The following comparative evaluation appears in
Fred Rothganger, Svetlana Lazebnik, Cordelia Schmid, and Jean Ponce.
3D Object Modeling and Recognition Using Local Affine-Invariant Image Descriptors and Multi-View Spatial Constraints. International Journal of Computer Vision, accepted.

In order to obtain a quantitative comparison of our method with other state-of-the-art object recognition systems, we have provided our dataset to several other research groups. The algorithms proposed by Ferrari, Tuytelaars & Van Gool [2004], Lowe [2004], Mahamud & Hebert [2003], and Moreels, Maire & Perona [2004] have been tested by their authors in this comparative study. As shown by the above figure, all the algorithms perform well on our data set, achieving recognition rates of 90% and above for false detection rates below 10%. In this experiment, the color version of our algorithm and Lowe's program perform best for very low false detection rates, followed by the black-and-white version of our algorithm. The technique proposed by Ferrari et al. achieves an extremely high recognition rate at the cost of a somewhat higher false detection rate. Although all five algorithms use multiple views to form object models, only Lowe's algorithm and ours actually combine the information associated with multiple views in the recognition process. Lowe's algorithm does not construct an explicit 3D model, but it allows multiple training views sharing common patches to vote for the same object. The other methods consider all training pictures independently, which essentially reduces object recognition to image matching.

The five algorithms use different geometric constraints to reject inconsistent matches: We exploit the global 3D (affine and Euclidean) rigidity of our object models.

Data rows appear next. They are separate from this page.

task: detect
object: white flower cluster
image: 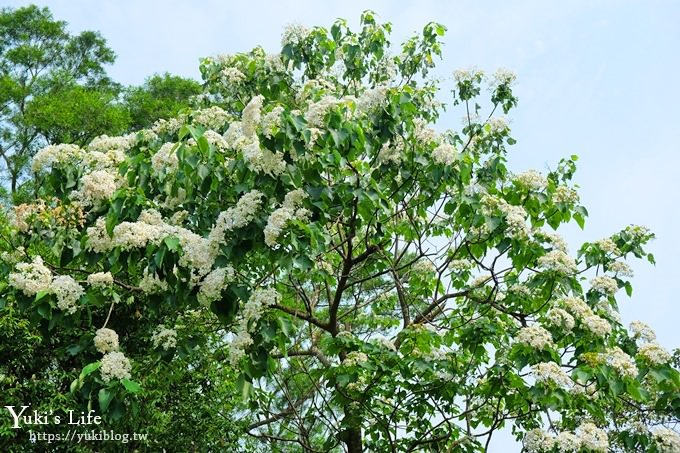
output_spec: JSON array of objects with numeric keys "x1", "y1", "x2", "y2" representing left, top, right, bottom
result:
[
  {"x1": 192, "y1": 106, "x2": 230, "y2": 130},
  {"x1": 491, "y1": 68, "x2": 517, "y2": 86},
  {"x1": 377, "y1": 139, "x2": 404, "y2": 165},
  {"x1": 487, "y1": 116, "x2": 508, "y2": 133},
  {"x1": 9, "y1": 257, "x2": 86, "y2": 314},
  {"x1": 545, "y1": 308, "x2": 576, "y2": 331},
  {"x1": 228, "y1": 288, "x2": 281, "y2": 365},
  {"x1": 412, "y1": 259, "x2": 436, "y2": 275},
  {"x1": 524, "y1": 429, "x2": 555, "y2": 452},
  {"x1": 342, "y1": 351, "x2": 369, "y2": 367},
  {"x1": 9, "y1": 256, "x2": 52, "y2": 296},
  {"x1": 264, "y1": 189, "x2": 309, "y2": 247},
  {"x1": 197, "y1": 266, "x2": 235, "y2": 306},
  {"x1": 221, "y1": 67, "x2": 246, "y2": 85},
  {"x1": 652, "y1": 428, "x2": 680, "y2": 453},
  {"x1": 590, "y1": 276, "x2": 618, "y2": 295},
  {"x1": 629, "y1": 320, "x2": 656, "y2": 342},
  {"x1": 581, "y1": 314, "x2": 612, "y2": 337},
  {"x1": 94, "y1": 328, "x2": 119, "y2": 353},
  {"x1": 453, "y1": 67, "x2": 484, "y2": 83},
  {"x1": 76, "y1": 170, "x2": 117, "y2": 206},
  {"x1": 500, "y1": 201, "x2": 529, "y2": 238},
  {"x1": 602, "y1": 347, "x2": 638, "y2": 378},
  {"x1": 51, "y1": 275, "x2": 85, "y2": 314},
  {"x1": 448, "y1": 259, "x2": 473, "y2": 272},
  {"x1": 532, "y1": 362, "x2": 572, "y2": 388},
  {"x1": 558, "y1": 297, "x2": 611, "y2": 338},
  {"x1": 526, "y1": 427, "x2": 605, "y2": 453},
  {"x1": 210, "y1": 190, "x2": 265, "y2": 243},
  {"x1": 516, "y1": 325, "x2": 554, "y2": 350},
  {"x1": 553, "y1": 185, "x2": 579, "y2": 204},
  {"x1": 355, "y1": 86, "x2": 388, "y2": 114},
  {"x1": 151, "y1": 325, "x2": 178, "y2": 350},
  {"x1": 87, "y1": 272, "x2": 113, "y2": 289},
  {"x1": 138, "y1": 269, "x2": 169, "y2": 294},
  {"x1": 534, "y1": 230, "x2": 569, "y2": 252},
  {"x1": 304, "y1": 95, "x2": 343, "y2": 128},
  {"x1": 32, "y1": 144, "x2": 83, "y2": 172},
  {"x1": 607, "y1": 261, "x2": 633, "y2": 277},
  {"x1": 514, "y1": 170, "x2": 547, "y2": 190},
  {"x1": 188, "y1": 130, "x2": 229, "y2": 152},
  {"x1": 431, "y1": 142, "x2": 458, "y2": 165},
  {"x1": 577, "y1": 423, "x2": 609, "y2": 452},
  {"x1": 151, "y1": 142, "x2": 179, "y2": 175},
  {"x1": 537, "y1": 250, "x2": 577, "y2": 274},
  {"x1": 100, "y1": 351, "x2": 132, "y2": 383},
  {"x1": 637, "y1": 342, "x2": 671, "y2": 365},
  {"x1": 152, "y1": 117, "x2": 183, "y2": 135},
  {"x1": 594, "y1": 238, "x2": 621, "y2": 255},
  {"x1": 88, "y1": 134, "x2": 137, "y2": 153},
  {"x1": 261, "y1": 106, "x2": 285, "y2": 138},
  {"x1": 281, "y1": 23, "x2": 310, "y2": 47}
]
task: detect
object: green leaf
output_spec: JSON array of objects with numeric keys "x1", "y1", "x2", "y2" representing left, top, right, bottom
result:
[
  {"x1": 98, "y1": 388, "x2": 113, "y2": 412},
  {"x1": 121, "y1": 379, "x2": 142, "y2": 394},
  {"x1": 164, "y1": 236, "x2": 180, "y2": 252},
  {"x1": 80, "y1": 362, "x2": 101, "y2": 379}
]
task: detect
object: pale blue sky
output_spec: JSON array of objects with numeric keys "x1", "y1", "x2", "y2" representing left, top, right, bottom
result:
[{"x1": 6, "y1": 1, "x2": 680, "y2": 450}]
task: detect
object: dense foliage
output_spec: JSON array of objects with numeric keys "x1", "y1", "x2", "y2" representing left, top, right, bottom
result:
[{"x1": 1, "y1": 11, "x2": 678, "y2": 452}]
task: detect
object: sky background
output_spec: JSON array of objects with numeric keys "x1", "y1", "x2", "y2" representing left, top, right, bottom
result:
[{"x1": 6, "y1": 1, "x2": 680, "y2": 450}]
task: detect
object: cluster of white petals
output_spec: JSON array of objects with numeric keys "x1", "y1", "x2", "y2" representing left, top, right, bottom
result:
[
  {"x1": 577, "y1": 422, "x2": 609, "y2": 452},
  {"x1": 50, "y1": 275, "x2": 85, "y2": 314},
  {"x1": 151, "y1": 325, "x2": 178, "y2": 350},
  {"x1": 581, "y1": 314, "x2": 612, "y2": 337},
  {"x1": 637, "y1": 342, "x2": 671, "y2": 365},
  {"x1": 32, "y1": 144, "x2": 84, "y2": 172},
  {"x1": 594, "y1": 238, "x2": 620, "y2": 255},
  {"x1": 553, "y1": 185, "x2": 579, "y2": 204},
  {"x1": 151, "y1": 142, "x2": 179, "y2": 175},
  {"x1": 516, "y1": 325, "x2": 554, "y2": 350},
  {"x1": 100, "y1": 351, "x2": 132, "y2": 382},
  {"x1": 87, "y1": 272, "x2": 114, "y2": 288},
  {"x1": 76, "y1": 169, "x2": 117, "y2": 205},
  {"x1": 602, "y1": 347, "x2": 638, "y2": 378},
  {"x1": 537, "y1": 250, "x2": 577, "y2": 274},
  {"x1": 94, "y1": 328, "x2": 119, "y2": 353},
  {"x1": 532, "y1": 362, "x2": 572, "y2": 388},
  {"x1": 192, "y1": 106, "x2": 230, "y2": 130},
  {"x1": 524, "y1": 429, "x2": 555, "y2": 452},
  {"x1": 453, "y1": 67, "x2": 484, "y2": 83},
  {"x1": 281, "y1": 23, "x2": 310, "y2": 47},
  {"x1": 342, "y1": 351, "x2": 369, "y2": 367},
  {"x1": 607, "y1": 261, "x2": 633, "y2": 277},
  {"x1": 138, "y1": 269, "x2": 169, "y2": 294},
  {"x1": 264, "y1": 189, "x2": 310, "y2": 247},
  {"x1": 197, "y1": 266, "x2": 235, "y2": 306},
  {"x1": 535, "y1": 230, "x2": 569, "y2": 252},
  {"x1": 228, "y1": 288, "x2": 281, "y2": 365},
  {"x1": 545, "y1": 308, "x2": 575, "y2": 331},
  {"x1": 431, "y1": 142, "x2": 458, "y2": 165},
  {"x1": 629, "y1": 320, "x2": 656, "y2": 342},
  {"x1": 653, "y1": 428, "x2": 680, "y2": 453},
  {"x1": 9, "y1": 256, "x2": 52, "y2": 296},
  {"x1": 590, "y1": 276, "x2": 618, "y2": 295}
]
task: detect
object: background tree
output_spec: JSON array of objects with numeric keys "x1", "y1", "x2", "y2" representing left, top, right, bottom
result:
[
  {"x1": 0, "y1": 5, "x2": 121, "y2": 194},
  {"x1": 1, "y1": 11, "x2": 678, "y2": 453},
  {"x1": 124, "y1": 73, "x2": 202, "y2": 131}
]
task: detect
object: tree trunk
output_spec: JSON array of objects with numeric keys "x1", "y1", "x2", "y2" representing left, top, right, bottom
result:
[{"x1": 344, "y1": 426, "x2": 363, "y2": 453}]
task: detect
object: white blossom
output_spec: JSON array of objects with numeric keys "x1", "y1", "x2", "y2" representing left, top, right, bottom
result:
[
  {"x1": 537, "y1": 250, "x2": 577, "y2": 274},
  {"x1": 198, "y1": 266, "x2": 235, "y2": 306},
  {"x1": 516, "y1": 325, "x2": 554, "y2": 350},
  {"x1": 590, "y1": 276, "x2": 618, "y2": 295},
  {"x1": 607, "y1": 261, "x2": 633, "y2": 277},
  {"x1": 51, "y1": 275, "x2": 84, "y2": 314},
  {"x1": 9, "y1": 256, "x2": 52, "y2": 296},
  {"x1": 532, "y1": 362, "x2": 572, "y2": 388},
  {"x1": 629, "y1": 320, "x2": 656, "y2": 343},
  {"x1": 524, "y1": 429, "x2": 555, "y2": 453},
  {"x1": 652, "y1": 428, "x2": 680, "y2": 453},
  {"x1": 582, "y1": 315, "x2": 612, "y2": 337},
  {"x1": 602, "y1": 347, "x2": 638, "y2": 378},
  {"x1": 514, "y1": 170, "x2": 547, "y2": 190},
  {"x1": 87, "y1": 272, "x2": 114, "y2": 289},
  {"x1": 151, "y1": 142, "x2": 179, "y2": 175},
  {"x1": 553, "y1": 185, "x2": 579, "y2": 204},
  {"x1": 151, "y1": 325, "x2": 178, "y2": 350},
  {"x1": 431, "y1": 142, "x2": 458, "y2": 165},
  {"x1": 342, "y1": 351, "x2": 369, "y2": 367},
  {"x1": 94, "y1": 328, "x2": 119, "y2": 354},
  {"x1": 637, "y1": 342, "x2": 671, "y2": 365},
  {"x1": 100, "y1": 351, "x2": 132, "y2": 382},
  {"x1": 545, "y1": 308, "x2": 575, "y2": 331},
  {"x1": 32, "y1": 144, "x2": 83, "y2": 172},
  {"x1": 555, "y1": 431, "x2": 581, "y2": 452}
]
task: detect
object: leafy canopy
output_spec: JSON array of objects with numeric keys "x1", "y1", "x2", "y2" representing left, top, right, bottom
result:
[{"x1": 1, "y1": 11, "x2": 678, "y2": 453}]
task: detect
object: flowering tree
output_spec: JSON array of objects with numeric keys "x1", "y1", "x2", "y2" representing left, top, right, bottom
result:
[{"x1": 2, "y1": 12, "x2": 679, "y2": 452}]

Ferrari et al. use instead a set of local 2D affine rigidity constraints, which are somewhat weaker but allow the recognition of deformable objects such as magazines, and the remaining authors exploit global 2D (affine or Euclidean) rigidity constraints, best suited to situations where the training and test views are close to each other, or the relief of the scene is small compared to the distance separating it from the observer. To test the power of these constraints, we have included in our comparative study a baseline recognition method where the pairwise image matching part of our modeling algorithm is used as a simple recognition engine, an object being declared as recognized when a sufficient percentage of the patches founds in a training view are matched to the test image. The geometric constraints used in this case are quite weak, and amount to exploiting the epipolar geometry conventionally used in wide-baseline stereo. As shown by the figure, although this simple method gives reasonable results (over 50% true positive rate with no false positives), it gives the worse recognition rates of all methods tested.

These results should not be interpreted as a conclusive ranking of the tested algorithms, since our test dataset is quite small, and it is probably biased in favor of our method. However, they provide some evidence (and this should not be particularly surprising) that combining multiple views improves recognition performance, and so does the inclusion of geometric constraints in the matching process. Of course, there is a price to pay for the integration of multiple images into a single model: First, this makes modeling more costly and complicated. Second, this requires the use of training views with sufficient overlap, as confirmed by our experiments with the data of Ferrari et al., where the input images have too few patches in common to allow us to construct any meaningful model.